Prophy python codec cleanup #16

kamichal · 2018-08-02T23:53:14Z

A step ahead to:

creating wire pattern stamps that can be converted with md5 into a unique version identifier
making debugabble hex dumps in case of decode fail

aurzenligl · 2018-08-03T00:08:02Z

I'll need a while to read into it, most probably on weekend.

coveralls · 2018-08-03T00:08:09Z

Coverage increased (+0.05%) to 99.336% when pulling 7a2e7cd on wire_interface_versioning into 1c60fa2 on master.
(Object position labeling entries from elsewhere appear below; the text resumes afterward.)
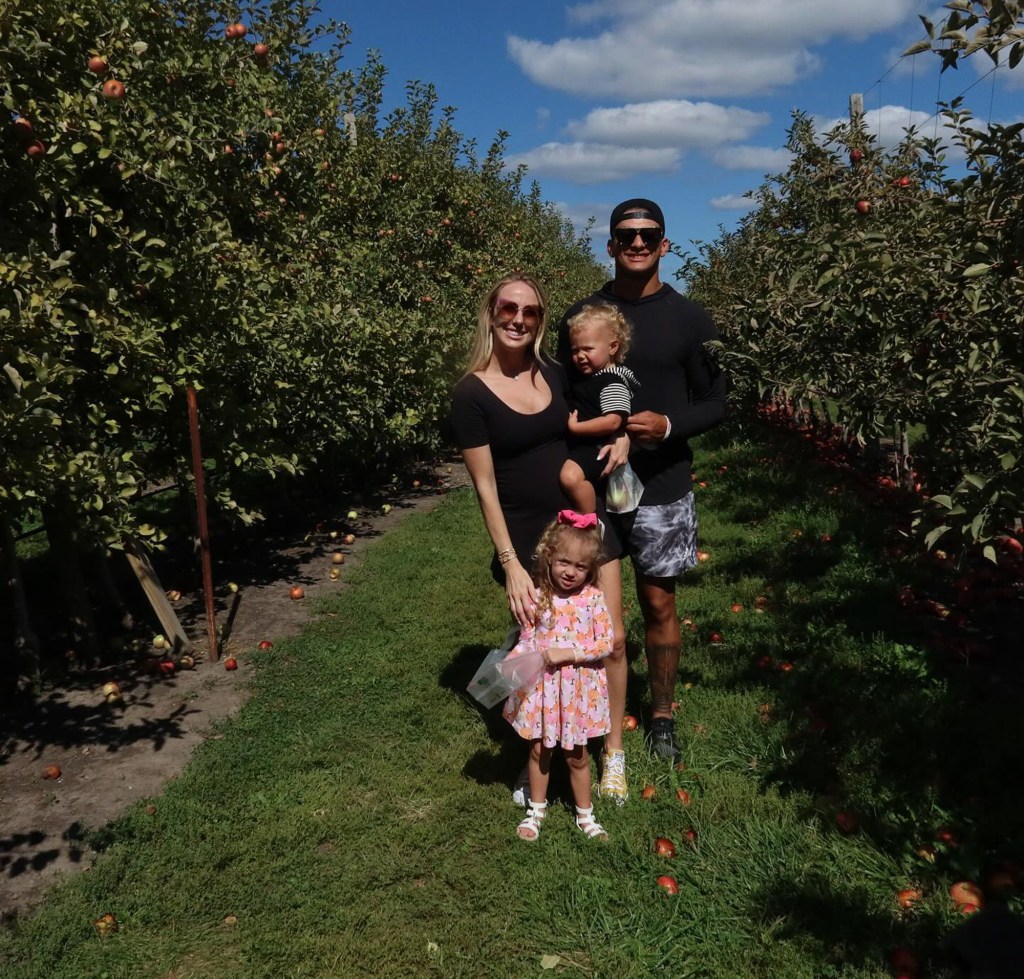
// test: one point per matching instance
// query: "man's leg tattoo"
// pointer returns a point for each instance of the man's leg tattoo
(663, 667)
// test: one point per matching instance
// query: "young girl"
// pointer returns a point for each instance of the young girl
(602, 397)
(568, 704)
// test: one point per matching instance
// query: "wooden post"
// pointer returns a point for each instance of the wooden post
(856, 109)
(204, 530)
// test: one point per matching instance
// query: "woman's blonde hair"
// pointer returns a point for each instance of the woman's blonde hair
(588, 541)
(483, 342)
(612, 317)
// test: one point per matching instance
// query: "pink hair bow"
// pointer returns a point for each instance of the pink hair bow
(582, 521)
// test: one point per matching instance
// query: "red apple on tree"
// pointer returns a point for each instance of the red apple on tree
(114, 89)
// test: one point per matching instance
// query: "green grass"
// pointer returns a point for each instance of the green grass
(355, 814)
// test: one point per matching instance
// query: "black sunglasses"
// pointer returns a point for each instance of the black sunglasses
(506, 310)
(625, 237)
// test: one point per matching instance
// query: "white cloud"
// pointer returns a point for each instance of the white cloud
(593, 163)
(733, 202)
(762, 159)
(668, 123)
(657, 48)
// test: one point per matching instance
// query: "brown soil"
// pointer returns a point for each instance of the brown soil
(111, 756)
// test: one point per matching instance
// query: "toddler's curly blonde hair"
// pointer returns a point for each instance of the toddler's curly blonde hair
(609, 316)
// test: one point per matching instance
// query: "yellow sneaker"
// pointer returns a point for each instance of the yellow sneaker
(613, 777)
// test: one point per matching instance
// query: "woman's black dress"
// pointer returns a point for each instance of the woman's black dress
(527, 451)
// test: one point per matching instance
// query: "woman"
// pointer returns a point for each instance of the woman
(510, 418)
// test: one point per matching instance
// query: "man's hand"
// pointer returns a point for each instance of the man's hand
(614, 454)
(647, 426)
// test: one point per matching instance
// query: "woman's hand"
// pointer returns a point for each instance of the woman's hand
(615, 454)
(559, 655)
(521, 593)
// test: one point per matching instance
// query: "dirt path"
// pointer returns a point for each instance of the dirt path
(111, 756)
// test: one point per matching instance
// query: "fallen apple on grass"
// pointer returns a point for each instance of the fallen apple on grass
(847, 822)
(967, 892)
(908, 897)
(665, 847)
(105, 925)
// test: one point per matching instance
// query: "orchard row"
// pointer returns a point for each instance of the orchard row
(884, 289)
(198, 194)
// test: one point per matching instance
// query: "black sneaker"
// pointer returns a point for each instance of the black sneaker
(663, 738)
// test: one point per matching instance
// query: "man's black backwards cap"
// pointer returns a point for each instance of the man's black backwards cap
(636, 208)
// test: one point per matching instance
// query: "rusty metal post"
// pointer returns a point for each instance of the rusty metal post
(204, 529)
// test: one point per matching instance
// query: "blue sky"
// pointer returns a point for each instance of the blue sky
(685, 101)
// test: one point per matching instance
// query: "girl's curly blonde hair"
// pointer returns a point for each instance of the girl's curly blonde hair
(611, 317)
(588, 542)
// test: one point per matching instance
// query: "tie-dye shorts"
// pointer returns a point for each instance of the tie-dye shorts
(660, 541)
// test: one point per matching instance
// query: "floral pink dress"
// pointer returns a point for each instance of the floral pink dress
(567, 705)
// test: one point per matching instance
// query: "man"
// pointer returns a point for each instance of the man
(681, 393)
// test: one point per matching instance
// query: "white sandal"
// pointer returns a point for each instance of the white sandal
(529, 828)
(590, 826)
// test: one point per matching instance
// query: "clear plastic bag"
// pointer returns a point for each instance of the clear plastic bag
(506, 670)
(624, 491)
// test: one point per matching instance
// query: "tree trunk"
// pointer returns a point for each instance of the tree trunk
(61, 531)
(12, 596)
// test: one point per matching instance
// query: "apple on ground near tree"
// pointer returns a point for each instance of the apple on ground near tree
(907, 898)
(967, 892)
(847, 821)
(665, 847)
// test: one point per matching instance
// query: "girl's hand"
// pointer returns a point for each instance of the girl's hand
(559, 655)
(521, 594)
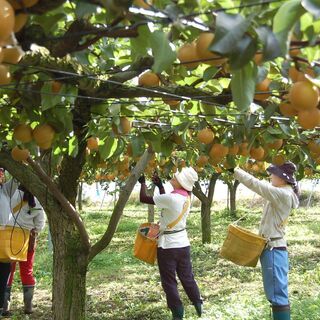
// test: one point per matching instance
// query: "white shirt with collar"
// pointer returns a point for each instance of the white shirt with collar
(27, 217)
(280, 202)
(6, 192)
(172, 206)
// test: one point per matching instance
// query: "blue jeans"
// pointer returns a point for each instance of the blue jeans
(275, 268)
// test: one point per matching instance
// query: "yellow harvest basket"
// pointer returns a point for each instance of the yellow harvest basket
(242, 246)
(14, 242)
(145, 248)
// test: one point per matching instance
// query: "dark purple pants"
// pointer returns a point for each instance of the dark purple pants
(4, 275)
(177, 261)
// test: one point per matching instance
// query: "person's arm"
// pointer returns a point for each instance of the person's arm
(40, 218)
(157, 181)
(263, 188)
(10, 187)
(144, 198)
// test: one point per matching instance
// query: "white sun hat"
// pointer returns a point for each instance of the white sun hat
(187, 177)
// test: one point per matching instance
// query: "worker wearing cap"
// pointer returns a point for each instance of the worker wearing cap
(282, 196)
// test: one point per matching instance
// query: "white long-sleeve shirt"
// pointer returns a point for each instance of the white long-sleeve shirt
(280, 202)
(27, 217)
(6, 192)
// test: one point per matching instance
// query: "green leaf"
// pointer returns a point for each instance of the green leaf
(48, 98)
(284, 20)
(271, 45)
(141, 44)
(85, 9)
(138, 145)
(108, 147)
(243, 85)
(274, 130)
(209, 73)
(49, 22)
(269, 111)
(167, 147)
(163, 54)
(229, 29)
(73, 146)
(313, 6)
(244, 51)
(155, 140)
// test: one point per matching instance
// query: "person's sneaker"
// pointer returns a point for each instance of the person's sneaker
(199, 308)
(6, 314)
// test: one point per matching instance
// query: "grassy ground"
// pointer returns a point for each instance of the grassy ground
(121, 287)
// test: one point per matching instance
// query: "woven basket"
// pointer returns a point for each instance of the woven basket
(242, 246)
(14, 242)
(145, 248)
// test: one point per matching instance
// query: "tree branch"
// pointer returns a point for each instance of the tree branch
(65, 204)
(118, 209)
(197, 191)
(213, 180)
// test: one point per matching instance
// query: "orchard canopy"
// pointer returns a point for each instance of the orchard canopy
(209, 82)
(106, 90)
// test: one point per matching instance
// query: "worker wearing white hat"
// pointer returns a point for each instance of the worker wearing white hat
(173, 252)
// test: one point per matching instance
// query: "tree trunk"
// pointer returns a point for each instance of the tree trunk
(69, 271)
(206, 202)
(80, 196)
(232, 197)
(150, 206)
(206, 221)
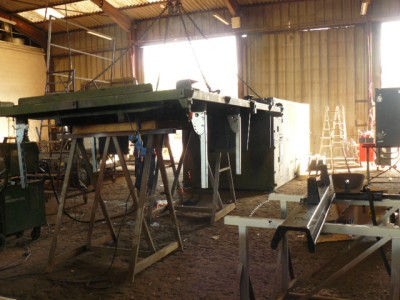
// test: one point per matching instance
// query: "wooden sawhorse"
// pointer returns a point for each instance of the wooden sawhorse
(155, 140)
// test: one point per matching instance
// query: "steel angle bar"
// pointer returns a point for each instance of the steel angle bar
(307, 218)
(285, 197)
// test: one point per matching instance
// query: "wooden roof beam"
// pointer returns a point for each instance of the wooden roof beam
(30, 31)
(233, 7)
(122, 20)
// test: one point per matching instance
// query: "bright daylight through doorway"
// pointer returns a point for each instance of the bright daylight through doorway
(171, 62)
(168, 63)
(390, 59)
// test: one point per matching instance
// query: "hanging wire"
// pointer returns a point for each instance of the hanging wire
(125, 51)
(165, 41)
(180, 9)
(204, 37)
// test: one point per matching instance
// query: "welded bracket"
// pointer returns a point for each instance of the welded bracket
(309, 216)
(235, 124)
(21, 131)
(199, 122)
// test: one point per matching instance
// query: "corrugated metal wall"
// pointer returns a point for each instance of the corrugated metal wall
(322, 68)
(278, 58)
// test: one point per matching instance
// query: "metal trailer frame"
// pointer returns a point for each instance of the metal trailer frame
(121, 111)
(386, 234)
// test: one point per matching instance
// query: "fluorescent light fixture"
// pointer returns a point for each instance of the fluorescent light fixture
(7, 21)
(47, 12)
(100, 35)
(364, 7)
(221, 19)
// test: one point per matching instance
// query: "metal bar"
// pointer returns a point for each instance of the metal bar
(140, 208)
(216, 201)
(230, 180)
(67, 176)
(244, 260)
(307, 218)
(180, 164)
(167, 190)
(132, 191)
(78, 77)
(80, 52)
(395, 270)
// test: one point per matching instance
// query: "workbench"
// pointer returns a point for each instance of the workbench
(384, 234)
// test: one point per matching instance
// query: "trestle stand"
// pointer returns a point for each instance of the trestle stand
(386, 235)
(155, 140)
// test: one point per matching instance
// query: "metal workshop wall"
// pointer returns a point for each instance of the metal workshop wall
(322, 68)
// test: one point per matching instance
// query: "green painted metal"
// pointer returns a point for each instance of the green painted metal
(137, 99)
(22, 209)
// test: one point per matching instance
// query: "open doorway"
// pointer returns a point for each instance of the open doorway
(390, 59)
(215, 59)
(211, 62)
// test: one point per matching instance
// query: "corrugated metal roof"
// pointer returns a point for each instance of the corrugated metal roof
(88, 14)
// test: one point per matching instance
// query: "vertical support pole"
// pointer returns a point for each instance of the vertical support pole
(97, 198)
(244, 260)
(284, 251)
(21, 130)
(140, 208)
(67, 176)
(235, 123)
(215, 201)
(167, 190)
(395, 270)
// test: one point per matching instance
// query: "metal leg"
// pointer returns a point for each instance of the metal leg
(67, 176)
(99, 200)
(395, 267)
(167, 190)
(125, 171)
(244, 261)
(180, 164)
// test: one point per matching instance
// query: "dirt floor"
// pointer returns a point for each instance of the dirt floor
(207, 268)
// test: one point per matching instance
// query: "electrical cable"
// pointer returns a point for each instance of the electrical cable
(67, 213)
(204, 37)
(9, 266)
(180, 9)
(375, 223)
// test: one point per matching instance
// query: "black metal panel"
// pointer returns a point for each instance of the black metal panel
(387, 117)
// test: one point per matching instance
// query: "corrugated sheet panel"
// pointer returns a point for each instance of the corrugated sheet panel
(203, 24)
(322, 68)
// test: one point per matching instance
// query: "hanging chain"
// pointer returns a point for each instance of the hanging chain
(192, 49)
(204, 37)
(165, 40)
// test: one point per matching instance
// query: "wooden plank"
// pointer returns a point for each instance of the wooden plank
(68, 255)
(223, 212)
(195, 209)
(148, 261)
aurzenligl · 2018-08-05T20:44:50Z

prophy/data_types.py

+        _SIZE = padding_size
+
+        @staticmethod
+        def encode_mock():


This seems unused.

aurzenligl · 2018-08-05T20:55:26Z

prophy/data_types.py

+    @classmethod
+    def get_descriptor(cls):
+        """
+            FIXME: I'm afraid it rapes YAGNI rule


It's a public mechanism to introspect struct/union layout. It's needed for users who want to implement non-standard algorithms on messages. I see that bricks_walk is essentially the same thing, but instead of returning descriptor for underlying struct/union, it just flattens everything. I suppose it's better to preserve the structure and return a descriptor for nested type, instead of unpacking it as a set of "bricks".

Rationale: "bricking" may be good for stamping schema of prophy message, but they're not good for custom algorithms which print, transform, check, fill, clone, etc. messages. All current internally implemented algorithms in Python prophy codec use recurrence and e.g. call proper struct method if member of struct is another struct. "Descriptor" or - how you called it - "brick" mechanism should probably allow user to do the same, so that boundaries between structs are not removed.

See ListFields and Descriptor for reference on protobuf reflection API, which this get_descriptor API is supposed to be modelled after:
https://developers.google.com/protocol-buffers/docs/reference/python/google.protobuf.message.Message-class
https://developers.google.com/protocol-buffers/docs/reference/python/

So... I'd propose to stick to the "descriptor" terminology and design, without flattening, and just extend this mechanism, so that it's complete. "Bricking" (meaning: flattening all fields of message) is just one of many algorithms which can be implemented when one has message descriptors publicly available (and then it could be implemented as free function, because all details relevant to "bricking" algorithm would be available publicly in single message type).

1st: In protobuf:

ListFields(self)
Returns a list of (FieldDescriptor, value) tuples for all fields in the message which are not empty.
Fields are returned with its value. The "get_descriptor" returns neither values nor paddings if any is there.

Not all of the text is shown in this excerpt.